14days is the same as 2weeks. Neither one of those sound right. I shouldn’t of had to go any days with out you. Damn It DONOVAN, I love you. I was finished with love 3 years ago. You pursued me, you told me you would take care of me, that you were the one for me and you always have been, I was just too damn blind. FUCK THIS, FUCK THIS FEELING. I don’t know how I will ever love again. You gave me love, you showed me how much I meant to you. You made me fall in love with you. I resisted for so long and you finally did it. NOW, I AM FUCKING STUCK HERE ALONE. 3years ago when I gave up on love. I wasn’t bitter about it. It was just the way it seemed it should be. I was okay being just a mother. I was okay with just being me, just being single. But you showed me a damn good thing then took it away in the worst possible way. I am dying. I literally feel my emotions, my love towards everyone except my children closing off. I don’t want people to hug me, I don’t want people to tell me they love me because I am scared they want to hear it back. I don’t want to love anyone because if they are taken away… Well then I am here, feeling a pain that is so incredibly painful. It is worse then any physical pain I have EVER felt. It is eating me alive. I beg God, I call out to Jesus the Holy Spirit to bring you back. To let me have you once again. I promise I will take care of him. But it kills me, cause every min that passes your still not here. I’m not waking up to this all being a fucked up dream. I am waking up living in a world that doesn’t have you in it.

9 Years

15. I saw you for the first time, and for those short 2months you were the best math partner, to cheat off of. 16 you became the stranger who was always a phone call away. 17. You put your hands around my face and pulled me in for our first kiss. 18 we made love for the first time, and you looked in my eyes and told me you loved me. 19. We went our own ways and became each others drunken late night phone calls. 20. You were my person, the one encouraging me to do better and be better. 21. You helped me threw a brake up and start my journey as a mother. 22. You told me I would love again. 23. I fell in love with you, my best friend. 24. I lost the only father my child ever knew and the father to my future baby. I lost my one person I could always call. I lost my the man who made me believe in love again. I lost the person I thought I would have forever.
9 Years was not long enough. We didn’t have enough nights laying in bed. We didn’t have enough fights, and making up. You never got to feel the baby kick or hold our new born. You never got to teach Ocean to ride a bike, snowboard, drive a truck or talk to girls. I could go on and on.

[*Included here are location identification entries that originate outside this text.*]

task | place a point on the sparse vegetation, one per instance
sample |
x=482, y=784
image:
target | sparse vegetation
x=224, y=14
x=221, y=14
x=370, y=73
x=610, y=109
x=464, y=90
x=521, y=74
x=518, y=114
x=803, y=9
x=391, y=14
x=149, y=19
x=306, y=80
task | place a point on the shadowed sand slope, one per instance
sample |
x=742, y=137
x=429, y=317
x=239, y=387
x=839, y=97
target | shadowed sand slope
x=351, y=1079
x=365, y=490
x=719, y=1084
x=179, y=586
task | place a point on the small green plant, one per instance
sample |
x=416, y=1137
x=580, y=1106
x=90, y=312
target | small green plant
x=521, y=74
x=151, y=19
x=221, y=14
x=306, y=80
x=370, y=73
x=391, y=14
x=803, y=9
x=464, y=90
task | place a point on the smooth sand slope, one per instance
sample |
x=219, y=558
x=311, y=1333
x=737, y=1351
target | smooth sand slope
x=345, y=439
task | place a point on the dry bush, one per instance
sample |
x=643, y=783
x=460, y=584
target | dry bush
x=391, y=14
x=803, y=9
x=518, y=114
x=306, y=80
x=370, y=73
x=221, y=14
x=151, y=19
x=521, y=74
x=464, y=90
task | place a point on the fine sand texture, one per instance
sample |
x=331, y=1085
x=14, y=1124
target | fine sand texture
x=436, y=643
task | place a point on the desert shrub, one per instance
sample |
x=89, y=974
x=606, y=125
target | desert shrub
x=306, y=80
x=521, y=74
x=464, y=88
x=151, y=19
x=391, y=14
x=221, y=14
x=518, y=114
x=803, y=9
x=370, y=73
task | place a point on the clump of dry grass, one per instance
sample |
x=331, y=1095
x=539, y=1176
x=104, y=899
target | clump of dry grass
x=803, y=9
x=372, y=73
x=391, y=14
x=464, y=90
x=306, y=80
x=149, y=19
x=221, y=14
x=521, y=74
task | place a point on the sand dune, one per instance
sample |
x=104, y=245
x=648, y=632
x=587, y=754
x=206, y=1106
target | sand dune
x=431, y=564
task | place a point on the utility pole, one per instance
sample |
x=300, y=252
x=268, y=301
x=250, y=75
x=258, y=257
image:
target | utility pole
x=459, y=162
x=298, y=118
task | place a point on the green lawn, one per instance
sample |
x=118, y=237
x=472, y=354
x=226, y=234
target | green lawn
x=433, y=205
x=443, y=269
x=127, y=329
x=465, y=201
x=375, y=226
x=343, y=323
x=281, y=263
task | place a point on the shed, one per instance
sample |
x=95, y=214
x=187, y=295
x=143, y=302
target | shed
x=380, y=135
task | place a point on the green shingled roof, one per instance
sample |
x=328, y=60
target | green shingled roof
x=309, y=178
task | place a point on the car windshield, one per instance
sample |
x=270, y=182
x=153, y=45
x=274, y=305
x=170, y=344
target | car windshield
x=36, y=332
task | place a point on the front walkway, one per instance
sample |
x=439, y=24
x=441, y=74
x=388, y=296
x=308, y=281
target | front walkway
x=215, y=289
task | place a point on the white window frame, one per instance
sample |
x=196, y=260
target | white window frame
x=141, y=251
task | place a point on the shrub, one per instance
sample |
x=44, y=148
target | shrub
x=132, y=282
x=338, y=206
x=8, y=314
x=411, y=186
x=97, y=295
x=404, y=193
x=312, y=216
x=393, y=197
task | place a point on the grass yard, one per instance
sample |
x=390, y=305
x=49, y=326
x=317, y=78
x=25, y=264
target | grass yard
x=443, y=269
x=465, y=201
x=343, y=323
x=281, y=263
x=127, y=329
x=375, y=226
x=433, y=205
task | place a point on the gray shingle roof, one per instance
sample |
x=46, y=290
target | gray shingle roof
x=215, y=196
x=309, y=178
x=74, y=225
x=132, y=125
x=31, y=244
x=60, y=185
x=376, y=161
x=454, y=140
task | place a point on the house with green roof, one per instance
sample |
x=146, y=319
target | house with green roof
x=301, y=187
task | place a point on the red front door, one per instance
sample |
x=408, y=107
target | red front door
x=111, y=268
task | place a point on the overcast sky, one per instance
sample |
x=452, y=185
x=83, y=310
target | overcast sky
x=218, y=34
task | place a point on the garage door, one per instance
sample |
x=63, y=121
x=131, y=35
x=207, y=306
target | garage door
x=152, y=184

I miss you. I love you. I hope you can feel it, and I hope everyday you regret what you did &it pains you to see me here living a life we planned together. Because if I didn’t have to take care of these babies. I would be walking right beside you. It kills me to be here. But I have to be. I made a promise when I had my son, that I would be the best for him. I make that same promise to our unborn child. I love you, and I hate that I can’t remember why I was ever mad at you. I hate that I am only remembering the good. Because every time I think about you not being here, I want to hate you, I want to be angry with you. I want to so badly. But my heart just fills with love, misery, sadness, pain and guilt.